Canon 522 du Code de Droit Canonique :
Le curé doit jouir de la stabilité et c’est pourquoi il sera nommé pour un temps indéterminé; l’Évêque diocésain ne peut le nommer pour un temps fixé que si cela a été admis par un décret de la conférence des Évêques.
Pourtant, en France, tous les six à neuf ans, un curé est nommé par son évêque dans une nouvelle paroisse.
Sur Famille chrétienne, Benjamin Coste souligne que cette pratique suscite de plus en plus de critiques de la part des pasteurs eux-mêmes.

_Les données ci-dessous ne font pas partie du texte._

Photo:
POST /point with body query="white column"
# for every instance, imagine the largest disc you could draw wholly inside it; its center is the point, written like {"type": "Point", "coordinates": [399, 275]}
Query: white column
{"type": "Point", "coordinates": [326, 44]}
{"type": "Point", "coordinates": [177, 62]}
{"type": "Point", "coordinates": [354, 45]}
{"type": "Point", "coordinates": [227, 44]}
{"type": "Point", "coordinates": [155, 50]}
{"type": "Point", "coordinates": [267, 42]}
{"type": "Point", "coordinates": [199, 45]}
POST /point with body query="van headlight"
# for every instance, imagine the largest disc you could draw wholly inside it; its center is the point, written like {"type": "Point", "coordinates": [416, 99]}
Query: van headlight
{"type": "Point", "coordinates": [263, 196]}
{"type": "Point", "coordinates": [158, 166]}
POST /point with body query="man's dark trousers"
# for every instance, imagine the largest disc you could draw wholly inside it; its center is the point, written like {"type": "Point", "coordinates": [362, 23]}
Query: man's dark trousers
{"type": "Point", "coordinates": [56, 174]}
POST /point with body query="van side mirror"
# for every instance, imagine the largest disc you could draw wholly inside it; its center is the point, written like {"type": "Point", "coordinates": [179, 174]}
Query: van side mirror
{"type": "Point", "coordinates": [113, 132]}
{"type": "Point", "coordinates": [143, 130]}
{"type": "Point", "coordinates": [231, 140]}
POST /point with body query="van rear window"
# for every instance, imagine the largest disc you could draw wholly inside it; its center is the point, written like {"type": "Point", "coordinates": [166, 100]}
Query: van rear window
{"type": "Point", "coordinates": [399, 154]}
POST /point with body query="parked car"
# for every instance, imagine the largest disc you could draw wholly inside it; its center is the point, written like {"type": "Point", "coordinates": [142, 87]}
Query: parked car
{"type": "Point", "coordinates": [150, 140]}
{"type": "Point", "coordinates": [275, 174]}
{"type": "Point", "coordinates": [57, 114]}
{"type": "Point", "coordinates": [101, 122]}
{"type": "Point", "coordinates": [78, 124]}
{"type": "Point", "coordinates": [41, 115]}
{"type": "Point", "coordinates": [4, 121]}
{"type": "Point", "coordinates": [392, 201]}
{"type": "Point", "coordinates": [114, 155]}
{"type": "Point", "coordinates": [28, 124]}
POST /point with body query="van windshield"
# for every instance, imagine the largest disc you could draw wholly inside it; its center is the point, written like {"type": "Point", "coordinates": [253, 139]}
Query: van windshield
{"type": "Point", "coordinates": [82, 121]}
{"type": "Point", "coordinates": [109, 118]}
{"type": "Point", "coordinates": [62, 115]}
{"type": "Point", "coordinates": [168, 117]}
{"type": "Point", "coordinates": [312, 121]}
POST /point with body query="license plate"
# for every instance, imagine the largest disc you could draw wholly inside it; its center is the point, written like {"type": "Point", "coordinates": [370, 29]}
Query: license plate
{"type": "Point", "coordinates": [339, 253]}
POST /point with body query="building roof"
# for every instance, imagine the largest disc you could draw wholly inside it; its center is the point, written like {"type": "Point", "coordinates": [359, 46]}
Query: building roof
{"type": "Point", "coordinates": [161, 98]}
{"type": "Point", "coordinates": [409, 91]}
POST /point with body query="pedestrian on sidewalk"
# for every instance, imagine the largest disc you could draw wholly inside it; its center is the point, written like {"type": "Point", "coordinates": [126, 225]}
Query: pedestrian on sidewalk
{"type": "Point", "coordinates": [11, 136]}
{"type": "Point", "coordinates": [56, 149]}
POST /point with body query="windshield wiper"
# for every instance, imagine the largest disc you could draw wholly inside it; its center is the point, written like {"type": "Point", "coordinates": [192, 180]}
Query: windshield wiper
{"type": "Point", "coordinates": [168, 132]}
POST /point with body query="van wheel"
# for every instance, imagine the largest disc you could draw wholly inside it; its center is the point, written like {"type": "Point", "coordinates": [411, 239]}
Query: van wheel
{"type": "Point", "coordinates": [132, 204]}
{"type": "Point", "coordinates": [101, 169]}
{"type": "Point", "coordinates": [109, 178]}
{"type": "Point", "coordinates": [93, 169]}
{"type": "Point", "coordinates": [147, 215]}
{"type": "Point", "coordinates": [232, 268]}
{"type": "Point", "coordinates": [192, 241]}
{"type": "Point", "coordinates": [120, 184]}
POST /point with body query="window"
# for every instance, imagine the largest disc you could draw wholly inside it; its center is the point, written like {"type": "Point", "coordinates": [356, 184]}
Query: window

Comme nous le relayons sur Riposte Catholique, chaque année, de nouvelles nominations diocésaines sont publiées. En France, comme dans la plupart des pays occidentaux, l’usage est de nommer un curé pour six ans, renouvelable ou plus souvent prolongé de trois ans. Une pratique qui date en gros du dernier concile. Depuis quelques années, l’usage est remis en cause par une partie du clergé français. L’abbé Dedieu, curé depuis 9 ans des paroisses Saint-Urbain de La Garenne-Colombes et de Sainte-Marie-des-Vallées de Colombes (diocèse de Nanterre), raconte :
« En 2018, le sujet a été abordé lors de la journée que le congrès Mission dédié aux prêtres. Un des intervenants a posé cette question : connaissez-vous la différence entre un chêne et un bonzaï ? Le premier a pu croître, tandis que l’autre est resté tout petit, car on n’a cessé de le déraciner pour le mettre dans un pot plus petit. Il en va de même avec les curés qui ne cessent de passer d’une paroisse à une autre. Des applaudissements sont spontanément montés de l’assemblée ».
Jusqu’à ce jour, il ne s’était jamais interrogé sur la question de la légitimité de cette pratique.
« Je me disais : il y a une règle, un point c’est tout. »
L’abbé Dedieu, toujours en soutane, travaille actuellement ces questions pastorales dans un cadre universitaire :
« Les curés ont besoin de plusieurs années pour bien connaître leurs paroissiens, savoir quels sont les talents des uns et des autres ».
« Comment lancer un projet pastoral quand on ne sait pas si on sera encore là dans deux ans ? ».
Le Père Mario Saint-Pierre, prêtre québécois accueilli dans le diocèse de Fréjus-Toulon, estime que le changement permanent affaiblit les paroisses. Il a beaucoup étudié la théologie de l’Église en croissance, notamment chez des auteurs évangéliques tels que le pasteur Donald McGavran.
« Ces études montrent que les communautés qui changent de leaders avant cinq ans ne connaissent pas de croissance ».
Et si c’était le but ? Avec la cléricalisation des laïcs, lesquels ne changent pas souvent de paroisse, les prêtres deviennent de paroisses aux mains de laïcs indéboulonnables. Et gare au curé qui s’aviserait de reprendre la direction de sa paroisse… Mais les temps changent. Mgr David Macaire, archevêque de Saint-Pierre et Fort-de-France, est opposé à cette pratique :
« L’organiste est là depuis quarante ans, la catéchiste depuis trente, tout comme le diacre permanent et son épouse ! Ceux-là semblent inamovibles. En cas de problème, l’évêque n’a alors qu’une solution : déplacer le curé qui fait office de fusible ! »
« [Cette pratique] induit que les curés sont interchangeables, comme des fonctionnaires. Or, le prêtre est un père pour ses paroissiens. »
Les changements fréquents de curés entraînent une « insécurité pour les paroissiens », voire des « traumatismes » ! Du côté des prêtres, Mgr Macaire évoque la difficulté de devoir repartir de zéro tous les six ans… « Au fond, ce débat pose une question essentielle : qu’attend-on des prêtres aujourd’hui ? » Le curé est le « pasteur propre » de la paroisse. Il accomplit « les fonctions d’enseigner, de sanctifier et de gouverner » (canon 522). Il veille ainsi à la bonne santé de sa paroisse et à sa croissance.
« Lorsque j’installe un curé dans une paroisse, je lui dis qu’en principe, c’est sine die ».